30 março 2010

Tião

Na rua havia um marrom com tons pretos das pedras e o verde do capim. Cidade do interior do interior de São Paulo. Poucos habitantes, poucos transportes, nenhum saneamento básico, pouca assistência social, poucas escolas, pouca segurança. Na favela também é assim, a diferença está na intensificação dos elementos e no número de pessoas.

Tião, sentado no chão, esperava o bonde. Um pé de amora dava sombra aos cabelos brancos e esfriava a pele castigada pelo tempo. Camisa xadrez, calça surrada, sapatos vetustos, olhos negros, bigode manchado do café. Apesar da aparência um pouco pisada, esta era sua roupa de sair, a camisa estava lavada, o sapato não tinha jeito, e o cabelo de lado retocado a cada dois minutos. Tião era inteiro humilde. Conhecido por todos, não havia um que passasse e não cumprimentasse o velho, “Tião cumpadi, e ocê”? “Indo Zé, indo.”

Tião era só de solidão, não havia aliança no dedo, nem companhia para esperar o bonde, nem para tomar café, nem para conversar, nem para ouvir. Tinha um violão morto em cima do sofá esburacado, algumas vezes empurrava os dedos nas cordas, tirava sons desconexos e desafinados passando o braço para cá, para lá, virando de lado, do outro lado. À vezes resmungava alguma canção com o cigarro de palha na boca. Ficava assim por horas a fio, até que se cansava e matava o violão.
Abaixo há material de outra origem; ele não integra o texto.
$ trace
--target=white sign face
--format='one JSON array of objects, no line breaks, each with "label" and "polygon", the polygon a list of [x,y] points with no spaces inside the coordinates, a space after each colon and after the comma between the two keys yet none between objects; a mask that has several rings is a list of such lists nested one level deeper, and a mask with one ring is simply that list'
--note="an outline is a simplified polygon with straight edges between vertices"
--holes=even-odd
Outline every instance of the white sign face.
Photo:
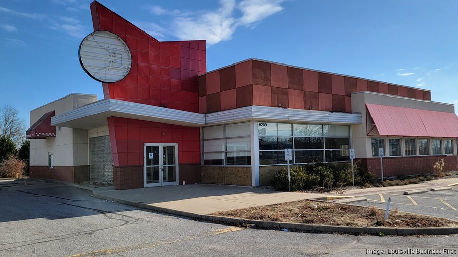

Cuidava de uma fazenda, não era feia, mas também não era bonita, só a sua casa era feia, no entanto, aconchegante e pequenina, do tamanho dos seus sonhos. Não reclamava, “Tá bão aqui”, dizia coçando a cabeça quando alguém perguntava “Oh! Tião, ocê num pede um cantinho melhor?”.

Tião às vezes sentava na porta fitando o horizonte, os olhos viam ruas de terra, pedras, cachoeiras poluídas, flores pretas, marrons, cinzas, arvores secas, galhos magros esqueléticos, campos queimados, arames farpados, cercados elétricos, casas burguesas, muralhas gigantes, varandas enormes, piscinas límpidas, Orquídeas, Lírios, Rosas, gramados e ruazinhas adornadas. Quando fitava assim o horizonte, uma mágoa batia ao coração, fingia que não ouvia, a mágoa insistia mais forte, tapava os ouvidos, mas a mágoa às vezes tem braços de Hércules, por fim, cedia, abria a porta e os filhos entravam no coração. Uma chamava-se Vanderléia, já tinha carro. O outro era Vanderlei, subgerente de um supermercado. Não ligavam, só apareciam no natal, era por isso que Tião estava contente, inexplicavelmente os filhos haviam feito um almoço e chamaram o pai, “Que alegria Zé”, “Tô vendo Tião, Tô vendo”.

E ali está Tião, no ponto de ônibus, sentado, vai ver os filhos, mas e o bonde?

Não apareceu, mas não havia problema, a filha apareceria para buscá-lo, alguém notaria a demora. Tião ficou lá, por horas ficou, até que desistiu e foi dar vida ao violão.